Sentant le vent tourner, Mastodon profite du momentum pour valoriser sa distinction fondamentale vis-à-vis de Twitter, dans un post qui est toujours épinglé sur son compte : une structure décentralisée et open source. L’objectif est limpide : fidéliser les nouveaux adeptes et convaincre les indécis, alors que Twitter traverse la période la plus incertaine de son histoire. « Cette structure décentralisée est ce qui rend Mastodon fondamentalement différent de Twitter et d’autres alternatives supposées, plaide le réseau social. Par définition, nous n’avons pas le pouvoir de définir vos règles, de vous montrer des publicités, de suivre vos données. »

Mais qu’est-ce qu’un réseau social décentralisé, au juste ? Pour faire simple, il se distingue par son architecture. En effet, il ne dispose pas de nœud central, mais d’une multitude de serveurs répartis dans le monde et qui coopèrent pour « former un réseau social mondial », comme l’explique la page d’entreprise de Mastodon. N’appartenant à aucune entité ou organisation, Mastodon est ce qu’on appelle un « réseau fédéré ». Chaque utilisateur peut, s’il le souhaite, héberger sa propre « instance » – un terme obscur qui désigne une sorte de mini-réseau social où l’on définit ses propres règles – tout en conservant la possibilité d’interagir avec des utilisateurs ayant opté pour d’autres noeuds du réseau, comme le détaille la page d’aide :

Depuis chaque instance de Mastodon, il est possible d’interagir avec les utilisateurs ou utilisatrices qui sont sur d’autres instances. C’est tout à fait comparable à ce qu’on peut échanger par courriel : vous pouvez envoyer un courriel depuis Gmail vers Yahoo, n’est-ce pas ? Cette possibilité d’échange existe aussi avec Mastodon parce que les instances sont connectées entre elles.

Après l’engouement, le retour à la réalité

Si l’architecture décentralisée, encore marginale à l’échelle des plateformes sociales, constitue un avantage concurrentiel pour Mastodon, elle ne lui a, du moins jusqu’ici, pas permis de renverser la table. En dépit d’une hausse de la fréquentation du site depuis octobre 2022, selon les données de Statista, Mastodon n’a que très peu bousculé Twitter, et l’a encore moins achevé avec ses 10 millions d’inscrits. À ce jour, la plateforme détenue par Elon Musk revendique, quant à elle, 564 millions d’utilisateurs actifs mensuels. Peut-être est-ce, justement, à cause de son architecture complexe et déroutante, ou parce que la majorité des utilisateurs n’est pas encore prête à faire la bascule ? En réalité, qu’importe : Mastodon a rempli sa mission.
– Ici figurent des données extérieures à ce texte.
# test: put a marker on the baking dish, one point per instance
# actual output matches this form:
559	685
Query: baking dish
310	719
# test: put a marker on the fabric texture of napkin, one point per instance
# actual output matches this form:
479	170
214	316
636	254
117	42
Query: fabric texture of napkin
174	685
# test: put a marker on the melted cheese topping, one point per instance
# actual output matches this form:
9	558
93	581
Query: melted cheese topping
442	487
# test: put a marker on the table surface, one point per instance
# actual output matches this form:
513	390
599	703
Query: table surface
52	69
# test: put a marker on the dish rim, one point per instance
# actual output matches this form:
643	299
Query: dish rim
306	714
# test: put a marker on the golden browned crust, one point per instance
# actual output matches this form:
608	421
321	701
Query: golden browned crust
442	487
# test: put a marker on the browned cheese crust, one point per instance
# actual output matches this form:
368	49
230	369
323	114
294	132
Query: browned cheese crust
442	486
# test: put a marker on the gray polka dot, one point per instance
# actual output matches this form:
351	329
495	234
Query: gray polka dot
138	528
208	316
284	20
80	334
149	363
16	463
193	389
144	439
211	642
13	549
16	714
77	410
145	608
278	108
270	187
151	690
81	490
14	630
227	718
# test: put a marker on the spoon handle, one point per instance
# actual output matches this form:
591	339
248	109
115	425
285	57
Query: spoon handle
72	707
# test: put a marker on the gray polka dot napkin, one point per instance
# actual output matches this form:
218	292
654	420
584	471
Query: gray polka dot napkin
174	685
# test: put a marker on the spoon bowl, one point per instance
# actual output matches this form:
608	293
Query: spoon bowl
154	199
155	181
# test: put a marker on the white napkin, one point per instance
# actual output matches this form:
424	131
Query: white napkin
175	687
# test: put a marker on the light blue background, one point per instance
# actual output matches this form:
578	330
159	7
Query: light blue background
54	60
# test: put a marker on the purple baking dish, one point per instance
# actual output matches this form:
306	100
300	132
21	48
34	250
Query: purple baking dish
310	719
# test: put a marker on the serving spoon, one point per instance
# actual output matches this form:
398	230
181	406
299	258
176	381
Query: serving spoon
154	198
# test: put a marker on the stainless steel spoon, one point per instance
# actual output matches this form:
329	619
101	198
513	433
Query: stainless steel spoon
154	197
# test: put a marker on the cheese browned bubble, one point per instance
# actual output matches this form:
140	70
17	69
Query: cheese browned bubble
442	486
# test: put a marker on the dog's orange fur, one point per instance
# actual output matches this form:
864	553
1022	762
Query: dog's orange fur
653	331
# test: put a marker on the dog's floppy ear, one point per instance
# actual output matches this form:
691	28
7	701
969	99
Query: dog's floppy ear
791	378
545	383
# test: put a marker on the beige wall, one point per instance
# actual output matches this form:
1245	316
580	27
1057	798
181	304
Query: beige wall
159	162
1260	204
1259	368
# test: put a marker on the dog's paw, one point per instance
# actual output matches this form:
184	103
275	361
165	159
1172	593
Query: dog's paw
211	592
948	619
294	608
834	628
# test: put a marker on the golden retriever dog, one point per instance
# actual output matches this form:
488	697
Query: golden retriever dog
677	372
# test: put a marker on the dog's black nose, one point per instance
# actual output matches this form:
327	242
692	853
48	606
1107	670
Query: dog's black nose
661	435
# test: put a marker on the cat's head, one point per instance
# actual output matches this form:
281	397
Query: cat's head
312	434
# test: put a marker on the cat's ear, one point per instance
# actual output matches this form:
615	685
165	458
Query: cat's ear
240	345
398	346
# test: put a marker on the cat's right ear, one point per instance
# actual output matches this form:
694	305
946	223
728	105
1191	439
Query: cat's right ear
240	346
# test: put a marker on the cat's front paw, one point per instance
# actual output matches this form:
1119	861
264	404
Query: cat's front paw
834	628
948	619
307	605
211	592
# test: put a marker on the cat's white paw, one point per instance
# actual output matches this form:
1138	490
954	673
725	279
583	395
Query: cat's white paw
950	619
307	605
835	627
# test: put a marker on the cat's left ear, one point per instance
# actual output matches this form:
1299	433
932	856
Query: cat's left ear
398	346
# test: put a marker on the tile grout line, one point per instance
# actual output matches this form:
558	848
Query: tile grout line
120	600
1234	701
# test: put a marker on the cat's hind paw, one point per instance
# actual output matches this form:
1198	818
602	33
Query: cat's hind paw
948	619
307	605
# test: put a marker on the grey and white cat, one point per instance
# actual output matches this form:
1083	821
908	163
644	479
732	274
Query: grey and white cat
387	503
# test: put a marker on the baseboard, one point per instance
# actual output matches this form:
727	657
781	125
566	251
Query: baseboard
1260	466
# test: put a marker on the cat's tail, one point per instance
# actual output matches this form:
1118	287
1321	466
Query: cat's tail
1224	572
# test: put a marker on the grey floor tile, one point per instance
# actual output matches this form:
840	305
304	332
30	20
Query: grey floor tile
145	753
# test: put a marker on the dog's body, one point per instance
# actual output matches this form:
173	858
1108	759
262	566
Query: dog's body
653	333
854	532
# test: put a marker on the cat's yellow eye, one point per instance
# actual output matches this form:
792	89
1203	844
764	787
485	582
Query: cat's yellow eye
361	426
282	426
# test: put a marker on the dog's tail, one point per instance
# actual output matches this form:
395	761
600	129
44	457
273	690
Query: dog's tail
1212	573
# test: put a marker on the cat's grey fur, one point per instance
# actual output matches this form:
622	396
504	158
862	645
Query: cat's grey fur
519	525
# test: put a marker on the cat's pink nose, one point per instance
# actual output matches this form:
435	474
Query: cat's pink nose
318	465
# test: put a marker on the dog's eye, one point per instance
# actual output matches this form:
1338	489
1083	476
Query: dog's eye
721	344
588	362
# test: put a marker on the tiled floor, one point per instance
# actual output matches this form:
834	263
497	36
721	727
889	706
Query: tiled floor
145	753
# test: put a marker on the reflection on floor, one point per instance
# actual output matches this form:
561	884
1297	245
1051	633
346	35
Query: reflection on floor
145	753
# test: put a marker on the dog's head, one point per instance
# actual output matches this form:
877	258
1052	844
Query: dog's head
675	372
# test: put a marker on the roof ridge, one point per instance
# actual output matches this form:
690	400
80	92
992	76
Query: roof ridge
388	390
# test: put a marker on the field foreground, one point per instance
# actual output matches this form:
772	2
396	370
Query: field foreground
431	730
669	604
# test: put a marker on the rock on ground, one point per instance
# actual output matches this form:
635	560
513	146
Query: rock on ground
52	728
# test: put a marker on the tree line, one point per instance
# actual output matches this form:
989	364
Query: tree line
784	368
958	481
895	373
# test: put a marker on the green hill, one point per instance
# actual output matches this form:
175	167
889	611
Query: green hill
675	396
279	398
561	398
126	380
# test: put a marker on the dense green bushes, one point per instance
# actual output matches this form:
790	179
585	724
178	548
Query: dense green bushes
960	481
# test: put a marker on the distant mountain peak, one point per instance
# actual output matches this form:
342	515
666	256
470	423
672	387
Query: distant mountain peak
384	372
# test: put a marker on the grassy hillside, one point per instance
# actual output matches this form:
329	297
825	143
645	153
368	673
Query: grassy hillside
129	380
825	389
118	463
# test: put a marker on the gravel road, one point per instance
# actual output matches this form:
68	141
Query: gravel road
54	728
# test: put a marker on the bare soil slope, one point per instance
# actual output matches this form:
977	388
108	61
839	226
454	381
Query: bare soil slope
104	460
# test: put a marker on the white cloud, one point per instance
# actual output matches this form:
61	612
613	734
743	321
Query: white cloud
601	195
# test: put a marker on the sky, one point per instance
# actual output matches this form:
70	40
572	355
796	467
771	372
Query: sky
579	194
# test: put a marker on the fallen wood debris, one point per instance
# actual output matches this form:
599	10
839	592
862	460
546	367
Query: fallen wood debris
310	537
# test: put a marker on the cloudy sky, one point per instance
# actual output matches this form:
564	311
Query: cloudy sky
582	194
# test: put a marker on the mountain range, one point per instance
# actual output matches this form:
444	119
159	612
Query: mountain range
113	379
Car en étant rapidement catalogué comme le nouveau « Twitter Killer », Mastodon a mis en lumière un mode de fonctionnement alternatif et capable de s’imposer sur le long terme, bien qu’il soit complexe à mettre en oeuvre. Une structure plus égalitaire, respectueuse des données personnelles où le pouvoir décisionnel n’est pas exclusivement accordé à quelques puissants acteurs. Un vieux rêve de militant de l’Internet libre, en somme, mais qui ne s’était que très rarement matérialisé jusqu’ici à l’exception, peut-être, de Diaspora*. Ce réseau social ambitieux aspirait à ringardiser un autre pourfendeur des droits des internautes à l’aube des années 2010 : Facebook.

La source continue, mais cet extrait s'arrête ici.